La fattispecie della detenzione dei documenti del cliente da parte del professionista - si evidenzia nel parere - è oggetto anche di alcune prescrizioni deontologiche. A tal proposito, il Codice deontologico della professione (approvato dal Consiglio Nazionale nella seduta del 17 dicembre 2015 e in vigore dal 1° marzo 2016 e successivamente aggiornato nella seduta del 16 gennaio 2019), infatti, introduce una serie di disposizioni elencate dal CNDCEC, le quali prevedono:
In considerazione di ciò, il CNDCEC precisa che, l’obbligo di restituzione, riguarda non solo i documenti consegnati all’iscritto dal cliente, ma anche quelli ricevuti da terzi per conto dello stesso cliente (ad es. dalla pubblica amministrazione, da uffici, dalla controparte nell’ambito di un contenzioso tributario, etc.). Diversamente, il Consiglio Nazionale ritiene che il divieto non si estende anche ai documenti creati dal professionista, oggetto di proprietà intellettuale da parte del medesimo.

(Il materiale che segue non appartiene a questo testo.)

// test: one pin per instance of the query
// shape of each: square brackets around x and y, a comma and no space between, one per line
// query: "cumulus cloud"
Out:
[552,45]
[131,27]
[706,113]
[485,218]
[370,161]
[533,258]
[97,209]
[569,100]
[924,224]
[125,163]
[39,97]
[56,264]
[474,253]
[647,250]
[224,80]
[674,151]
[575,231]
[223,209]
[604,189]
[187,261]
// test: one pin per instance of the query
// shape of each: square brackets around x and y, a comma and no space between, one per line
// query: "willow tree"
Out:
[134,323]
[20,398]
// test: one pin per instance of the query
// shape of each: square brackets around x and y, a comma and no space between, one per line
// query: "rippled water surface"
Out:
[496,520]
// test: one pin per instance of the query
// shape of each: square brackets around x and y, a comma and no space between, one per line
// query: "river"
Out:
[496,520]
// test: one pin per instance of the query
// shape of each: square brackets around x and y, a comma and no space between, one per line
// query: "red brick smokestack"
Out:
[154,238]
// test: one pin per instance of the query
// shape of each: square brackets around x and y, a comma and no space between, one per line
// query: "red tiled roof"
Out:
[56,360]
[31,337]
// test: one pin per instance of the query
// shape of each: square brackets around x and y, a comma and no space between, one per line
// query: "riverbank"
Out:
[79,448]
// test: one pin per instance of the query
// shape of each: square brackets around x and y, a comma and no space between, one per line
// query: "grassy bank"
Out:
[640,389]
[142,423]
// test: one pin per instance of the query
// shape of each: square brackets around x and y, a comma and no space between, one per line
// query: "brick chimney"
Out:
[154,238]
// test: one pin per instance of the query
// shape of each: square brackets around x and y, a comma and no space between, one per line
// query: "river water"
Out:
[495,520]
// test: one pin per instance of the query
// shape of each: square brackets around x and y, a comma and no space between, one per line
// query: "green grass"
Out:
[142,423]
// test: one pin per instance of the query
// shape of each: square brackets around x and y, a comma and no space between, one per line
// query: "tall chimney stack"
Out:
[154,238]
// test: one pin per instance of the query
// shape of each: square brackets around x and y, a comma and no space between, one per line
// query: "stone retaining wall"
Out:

Risultano esclusi, pertanto, dal perimetro applicativo del divieto di ritenzione, quei documenti che costituiscono vere e proprie carte interne di lavoro (appunti di lavoro, fogli di calcolo, bozze di pareri, bozze di atti giuridici, etc.), predisposte dal professionista al solo fine di adempiere alle incombenze connesse all’espletamento dell’incarico professionale.